I related to Saint Vrain the whole of my conversation with the stranger, and the incidents that led to the breaking up of the fandango.
“It is odd – very odd! What could he want with your horse? Two hundred miles, and offers a thousand dollars!”
“Capitaine!” (Gode had called me captain ever since the ride upon the buffalo), “if monsieur come two hunred mile, and vill pay un mille thousan dollar, he Moro like ver, ver moch.
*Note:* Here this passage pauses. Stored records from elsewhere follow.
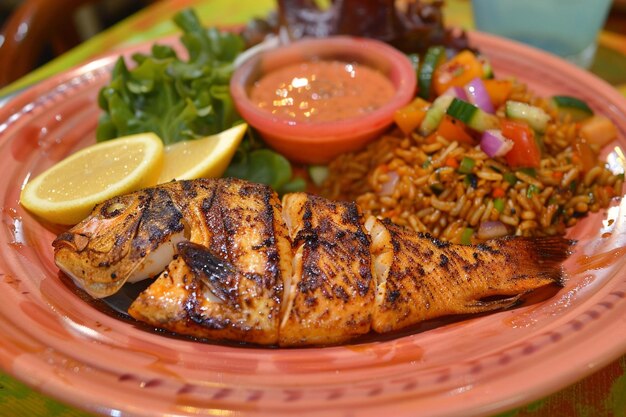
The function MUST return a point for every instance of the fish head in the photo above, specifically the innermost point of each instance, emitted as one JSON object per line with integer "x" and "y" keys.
{"x": 124, "y": 239}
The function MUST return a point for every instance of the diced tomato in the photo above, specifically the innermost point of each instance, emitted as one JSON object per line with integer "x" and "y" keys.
{"x": 498, "y": 90}
{"x": 525, "y": 152}
{"x": 498, "y": 192}
{"x": 584, "y": 154}
{"x": 409, "y": 117}
{"x": 453, "y": 129}
{"x": 458, "y": 71}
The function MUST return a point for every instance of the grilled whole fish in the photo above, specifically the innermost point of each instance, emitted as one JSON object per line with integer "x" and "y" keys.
{"x": 233, "y": 262}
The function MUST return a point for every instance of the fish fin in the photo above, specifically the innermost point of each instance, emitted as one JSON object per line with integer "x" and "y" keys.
{"x": 218, "y": 275}
{"x": 537, "y": 257}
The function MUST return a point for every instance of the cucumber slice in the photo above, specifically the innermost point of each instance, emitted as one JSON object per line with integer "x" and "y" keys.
{"x": 435, "y": 56}
{"x": 435, "y": 114}
{"x": 472, "y": 116}
{"x": 536, "y": 117}
{"x": 318, "y": 174}
{"x": 573, "y": 107}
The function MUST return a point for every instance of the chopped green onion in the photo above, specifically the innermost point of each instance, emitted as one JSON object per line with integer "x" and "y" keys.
{"x": 471, "y": 180}
{"x": 436, "y": 188}
{"x": 466, "y": 165}
{"x": 532, "y": 190}
{"x": 466, "y": 236}
{"x": 510, "y": 177}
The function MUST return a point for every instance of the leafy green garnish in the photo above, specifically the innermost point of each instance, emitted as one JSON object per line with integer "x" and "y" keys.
{"x": 178, "y": 100}
{"x": 187, "y": 99}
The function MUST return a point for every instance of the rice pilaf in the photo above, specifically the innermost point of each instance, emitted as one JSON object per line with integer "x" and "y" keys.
{"x": 415, "y": 181}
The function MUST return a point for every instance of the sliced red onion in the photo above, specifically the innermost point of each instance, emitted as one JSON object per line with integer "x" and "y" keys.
{"x": 493, "y": 143}
{"x": 478, "y": 96}
{"x": 491, "y": 230}
{"x": 457, "y": 92}
{"x": 388, "y": 186}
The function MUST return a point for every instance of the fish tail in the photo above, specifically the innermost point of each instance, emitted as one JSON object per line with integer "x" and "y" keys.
{"x": 535, "y": 256}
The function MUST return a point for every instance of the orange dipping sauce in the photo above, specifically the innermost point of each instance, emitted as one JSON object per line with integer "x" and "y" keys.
{"x": 322, "y": 91}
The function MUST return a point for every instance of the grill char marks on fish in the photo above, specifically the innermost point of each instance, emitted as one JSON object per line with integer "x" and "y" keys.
{"x": 226, "y": 282}
{"x": 245, "y": 267}
{"x": 331, "y": 293}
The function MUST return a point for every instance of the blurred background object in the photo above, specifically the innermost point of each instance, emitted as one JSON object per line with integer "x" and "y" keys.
{"x": 35, "y": 31}
{"x": 568, "y": 28}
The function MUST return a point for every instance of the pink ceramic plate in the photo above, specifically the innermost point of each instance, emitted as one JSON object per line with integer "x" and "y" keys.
{"x": 65, "y": 347}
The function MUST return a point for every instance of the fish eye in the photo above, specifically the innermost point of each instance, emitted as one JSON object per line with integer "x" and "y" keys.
{"x": 114, "y": 208}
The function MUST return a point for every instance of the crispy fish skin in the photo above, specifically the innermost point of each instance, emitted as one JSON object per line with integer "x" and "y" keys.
{"x": 420, "y": 277}
{"x": 304, "y": 271}
{"x": 227, "y": 281}
{"x": 330, "y": 297}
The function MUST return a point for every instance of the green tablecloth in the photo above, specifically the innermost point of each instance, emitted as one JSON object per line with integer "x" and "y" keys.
{"x": 602, "y": 394}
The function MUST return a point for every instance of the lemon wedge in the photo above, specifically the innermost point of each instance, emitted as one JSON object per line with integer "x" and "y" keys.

Un grand passion pour le cheval. Pourquoi: vy he no like him ver sheep? vy he no steal ’im?”
I started at the suggestion, and looked towards Saint Vrain.
“Vith permiss of le capitaine, I vill le cheval cache,” continued the Canadian, moving towards the door.
“You need not trouble yourself, old Nor’-west, as far as that gentleman is concerned. He’ll not steal your horse; though that’s no reason why you should not fulfil your intention, and ‘cache’ the animal. There are thieves enough in Santa Fé to steal the horses of a whole regiment. You had better fasten him by the door here.”
Gode passed to the door and disappeared.
“Who is he?” I asked, “this man about whom there seems to be so much that is mysterious?”
“Ah! if you knew. I will tell you some queer passages by and by, but not to-night. You have no need of excitement. That is the famous Seguin – the Scalp-hunter.”
“The Scalp-hunter!”
“Ay! you have heard of him, no doubt; at least you would, had you been much among the mountains.”